April’s birthmother, Susan, is never more with me than she is on a drive to the emergency room; in 2010, during April’s appendectomy, Susan’s spirit was beside me in the car, bellowing, “Drive faster!” Again, last night, when I took April’s pulse in the living room—178!—Susan was instantly there with me, a hollering apparition telling me not to mess this up. Her kid was depending on me. On the drive to the hospital, as I questioned and re-questioned April—“Can you breathe? Is your headache better? Is your vision blurred?”—Susan was right there, riding shotgun, telling me to drive quickly, but safely. And in the ER, as I reminded the staff, “She’s got great insurance, run any test you need,” insisting, “Do not release us until you know she is well—we are in no rush,” Susan was there, too. She was depending on me to do and say all the right things for our daughter.

For an adoptive parent, when an ER nurse looks at you like you are just another over-reacting mom, it is hard not to yell things like, “You will never understand who this girl is, what she cost, and what she means.” So you try to rein it in, act normally, even though you are terrified that you will have to call the other woman who loves your child as much as you do and tell her, “Um, I botched this.”

There is so much to botch.
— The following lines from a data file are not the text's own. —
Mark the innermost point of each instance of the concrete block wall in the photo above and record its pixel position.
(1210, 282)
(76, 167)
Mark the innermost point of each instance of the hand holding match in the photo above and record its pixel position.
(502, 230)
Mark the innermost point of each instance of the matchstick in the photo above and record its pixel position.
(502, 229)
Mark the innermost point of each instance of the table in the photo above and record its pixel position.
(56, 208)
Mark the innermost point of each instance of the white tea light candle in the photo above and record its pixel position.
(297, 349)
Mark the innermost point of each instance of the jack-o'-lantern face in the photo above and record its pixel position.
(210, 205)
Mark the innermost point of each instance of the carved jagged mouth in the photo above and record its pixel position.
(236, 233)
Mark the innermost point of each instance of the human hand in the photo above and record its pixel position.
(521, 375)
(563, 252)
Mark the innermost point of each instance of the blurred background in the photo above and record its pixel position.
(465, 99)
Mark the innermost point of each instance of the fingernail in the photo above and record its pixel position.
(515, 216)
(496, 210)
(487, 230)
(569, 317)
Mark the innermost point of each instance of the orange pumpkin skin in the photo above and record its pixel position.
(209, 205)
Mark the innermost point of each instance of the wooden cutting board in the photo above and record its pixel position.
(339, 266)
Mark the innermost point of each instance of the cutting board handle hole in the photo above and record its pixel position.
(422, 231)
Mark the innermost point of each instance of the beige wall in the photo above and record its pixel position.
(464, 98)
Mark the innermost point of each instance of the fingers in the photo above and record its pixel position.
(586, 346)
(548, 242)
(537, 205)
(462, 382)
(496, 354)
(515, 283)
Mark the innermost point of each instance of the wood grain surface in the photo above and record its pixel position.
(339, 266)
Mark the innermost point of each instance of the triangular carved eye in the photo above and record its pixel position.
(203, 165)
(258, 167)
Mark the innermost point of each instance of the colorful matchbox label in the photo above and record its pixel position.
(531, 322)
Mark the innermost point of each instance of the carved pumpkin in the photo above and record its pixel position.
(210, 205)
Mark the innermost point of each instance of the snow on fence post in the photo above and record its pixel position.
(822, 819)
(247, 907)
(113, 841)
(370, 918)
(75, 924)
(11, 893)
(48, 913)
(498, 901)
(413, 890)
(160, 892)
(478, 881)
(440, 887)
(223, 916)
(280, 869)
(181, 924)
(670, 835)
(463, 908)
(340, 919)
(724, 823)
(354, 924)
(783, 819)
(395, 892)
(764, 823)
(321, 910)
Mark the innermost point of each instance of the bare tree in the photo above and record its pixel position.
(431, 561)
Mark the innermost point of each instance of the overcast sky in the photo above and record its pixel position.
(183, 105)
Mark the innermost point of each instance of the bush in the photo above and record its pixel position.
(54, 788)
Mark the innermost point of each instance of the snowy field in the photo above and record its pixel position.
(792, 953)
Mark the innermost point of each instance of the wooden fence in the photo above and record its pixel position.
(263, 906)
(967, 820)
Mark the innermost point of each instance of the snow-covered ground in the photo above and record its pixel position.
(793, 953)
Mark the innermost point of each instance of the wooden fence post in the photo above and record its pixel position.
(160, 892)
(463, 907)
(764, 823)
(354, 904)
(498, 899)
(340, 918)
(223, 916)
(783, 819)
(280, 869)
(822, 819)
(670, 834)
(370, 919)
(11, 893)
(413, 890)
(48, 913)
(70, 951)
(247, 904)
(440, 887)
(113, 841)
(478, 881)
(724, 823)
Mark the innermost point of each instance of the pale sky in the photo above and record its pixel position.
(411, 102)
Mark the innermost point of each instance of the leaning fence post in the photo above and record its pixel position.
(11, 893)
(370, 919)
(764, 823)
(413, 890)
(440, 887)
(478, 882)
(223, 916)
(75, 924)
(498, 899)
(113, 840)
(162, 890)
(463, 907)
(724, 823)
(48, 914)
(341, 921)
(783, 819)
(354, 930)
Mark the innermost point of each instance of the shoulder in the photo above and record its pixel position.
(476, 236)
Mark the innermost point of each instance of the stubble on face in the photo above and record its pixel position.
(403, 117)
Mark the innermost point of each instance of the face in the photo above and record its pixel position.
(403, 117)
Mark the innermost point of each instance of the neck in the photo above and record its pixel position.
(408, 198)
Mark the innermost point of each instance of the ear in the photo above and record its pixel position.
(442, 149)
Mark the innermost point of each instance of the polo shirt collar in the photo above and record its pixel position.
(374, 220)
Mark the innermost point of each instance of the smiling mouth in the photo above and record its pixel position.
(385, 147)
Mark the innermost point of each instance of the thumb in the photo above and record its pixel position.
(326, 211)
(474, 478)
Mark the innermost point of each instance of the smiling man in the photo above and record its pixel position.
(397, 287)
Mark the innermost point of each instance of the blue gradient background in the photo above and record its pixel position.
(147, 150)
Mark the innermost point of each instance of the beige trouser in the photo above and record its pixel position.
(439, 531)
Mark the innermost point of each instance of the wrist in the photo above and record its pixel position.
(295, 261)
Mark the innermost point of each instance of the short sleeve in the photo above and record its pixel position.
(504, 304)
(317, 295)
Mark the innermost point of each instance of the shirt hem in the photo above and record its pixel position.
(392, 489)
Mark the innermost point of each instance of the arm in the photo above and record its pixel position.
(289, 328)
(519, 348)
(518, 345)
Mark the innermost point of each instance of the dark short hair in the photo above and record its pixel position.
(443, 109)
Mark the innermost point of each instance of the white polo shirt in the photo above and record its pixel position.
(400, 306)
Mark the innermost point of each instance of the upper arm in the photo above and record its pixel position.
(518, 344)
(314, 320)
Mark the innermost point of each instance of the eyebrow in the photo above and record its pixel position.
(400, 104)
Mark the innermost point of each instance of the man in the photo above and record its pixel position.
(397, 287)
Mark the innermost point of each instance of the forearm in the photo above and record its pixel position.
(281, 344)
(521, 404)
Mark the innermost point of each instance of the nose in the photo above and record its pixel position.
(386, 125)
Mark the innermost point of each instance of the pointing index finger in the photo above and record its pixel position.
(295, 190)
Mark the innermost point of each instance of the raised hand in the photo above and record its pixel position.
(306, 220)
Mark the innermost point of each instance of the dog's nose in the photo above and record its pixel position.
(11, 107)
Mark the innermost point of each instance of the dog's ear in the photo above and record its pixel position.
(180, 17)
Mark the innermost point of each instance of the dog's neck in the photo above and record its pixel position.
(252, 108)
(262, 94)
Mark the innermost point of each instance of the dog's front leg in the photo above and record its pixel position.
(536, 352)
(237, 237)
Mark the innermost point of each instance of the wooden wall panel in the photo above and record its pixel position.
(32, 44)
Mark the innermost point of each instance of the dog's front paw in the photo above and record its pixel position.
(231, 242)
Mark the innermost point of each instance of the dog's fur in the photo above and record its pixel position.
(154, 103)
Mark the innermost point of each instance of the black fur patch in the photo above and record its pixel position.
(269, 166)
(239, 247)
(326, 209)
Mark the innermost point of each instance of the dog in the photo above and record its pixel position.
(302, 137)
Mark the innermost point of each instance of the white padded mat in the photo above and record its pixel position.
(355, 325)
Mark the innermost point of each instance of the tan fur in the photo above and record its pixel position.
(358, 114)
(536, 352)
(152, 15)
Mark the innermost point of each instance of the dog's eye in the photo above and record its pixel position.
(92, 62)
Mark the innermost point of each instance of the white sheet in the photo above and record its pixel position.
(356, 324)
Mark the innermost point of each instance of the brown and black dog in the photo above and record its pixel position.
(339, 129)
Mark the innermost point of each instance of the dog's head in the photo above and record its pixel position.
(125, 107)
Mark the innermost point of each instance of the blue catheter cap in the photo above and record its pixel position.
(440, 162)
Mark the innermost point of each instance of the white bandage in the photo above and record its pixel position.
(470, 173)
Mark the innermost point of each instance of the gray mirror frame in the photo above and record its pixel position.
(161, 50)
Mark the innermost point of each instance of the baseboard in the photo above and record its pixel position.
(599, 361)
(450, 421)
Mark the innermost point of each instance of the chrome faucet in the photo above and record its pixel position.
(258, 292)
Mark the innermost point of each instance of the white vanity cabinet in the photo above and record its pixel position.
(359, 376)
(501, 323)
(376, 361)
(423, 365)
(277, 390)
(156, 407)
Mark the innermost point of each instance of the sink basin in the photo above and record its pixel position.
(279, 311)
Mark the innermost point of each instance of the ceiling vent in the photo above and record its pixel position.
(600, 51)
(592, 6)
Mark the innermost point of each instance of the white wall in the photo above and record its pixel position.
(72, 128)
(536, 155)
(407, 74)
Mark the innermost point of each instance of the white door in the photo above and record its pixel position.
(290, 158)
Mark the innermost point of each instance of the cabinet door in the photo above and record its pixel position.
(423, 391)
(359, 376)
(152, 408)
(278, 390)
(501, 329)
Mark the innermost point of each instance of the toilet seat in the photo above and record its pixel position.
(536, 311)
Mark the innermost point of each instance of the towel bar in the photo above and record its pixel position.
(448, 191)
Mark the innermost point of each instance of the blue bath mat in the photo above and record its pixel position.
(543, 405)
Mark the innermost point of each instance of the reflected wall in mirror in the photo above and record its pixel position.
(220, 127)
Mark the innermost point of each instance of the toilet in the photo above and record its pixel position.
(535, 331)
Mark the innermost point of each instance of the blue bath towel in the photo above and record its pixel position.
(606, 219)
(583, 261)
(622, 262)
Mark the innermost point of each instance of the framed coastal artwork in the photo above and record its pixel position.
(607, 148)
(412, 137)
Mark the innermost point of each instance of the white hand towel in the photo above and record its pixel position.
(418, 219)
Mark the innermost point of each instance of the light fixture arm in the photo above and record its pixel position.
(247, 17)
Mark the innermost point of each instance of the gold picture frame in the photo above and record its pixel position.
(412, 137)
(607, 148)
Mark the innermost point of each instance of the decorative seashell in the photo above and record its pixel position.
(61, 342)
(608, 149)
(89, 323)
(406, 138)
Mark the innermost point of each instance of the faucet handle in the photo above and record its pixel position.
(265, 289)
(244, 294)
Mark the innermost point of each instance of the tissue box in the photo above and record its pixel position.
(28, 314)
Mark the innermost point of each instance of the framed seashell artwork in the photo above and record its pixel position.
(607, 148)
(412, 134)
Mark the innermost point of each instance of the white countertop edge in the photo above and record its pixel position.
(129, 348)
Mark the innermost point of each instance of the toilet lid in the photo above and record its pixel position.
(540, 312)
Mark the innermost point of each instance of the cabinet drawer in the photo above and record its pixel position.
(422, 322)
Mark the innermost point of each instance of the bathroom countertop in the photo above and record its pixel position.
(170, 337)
So much already botched.

If you know me, you know I have failed my daughter in a thousand different ways, and that the generic absolution “All moms fall short” doesn’t soothe me, doesn’t rectify all of my shortcomings. We adoptive moms carry around ever-present measuring sticks, and we become experts at flogging ourselves with them.

But, thankfully, last night, I measured up. In the car on the way home, we pulled into Krystal’s, and I asked April how I did. “Oh, you were good, Mom—I’d give you a 9 at least. You didn’t yell or anything.”

We got home at 1:15 AM, and I watched her eat, then text all her concerned friends, assuring them she was feeling much better. I followed her to her bedroom, checked, then double-checked to make sure she was okay and needed nothing—“How many times do I have to tell you I’m fine now?” was her final grumble of the night, followed by a murmured, “Love.”

Susan, of course, was gone by then—she’d left in the parking lot, the moment that April said, “Can we go to Krystal’s? I’m starved!” She trusts me with the day-to-day. But, on the important days, she is there—front and center, her New York accent directing most of my steps.

Tomorrow, she will call here, I’m sure. Because on January 28, 1994, she gave birth to our daughter in a hospital in Hudson, New York. And tomorrow, she’ll talk to our girl, and she’ll tell April all the things that I will never know—how she cried, what she wore, who came to see her. She will tell April their hospital story–the most important one of all—and the reason I must get all of mine right.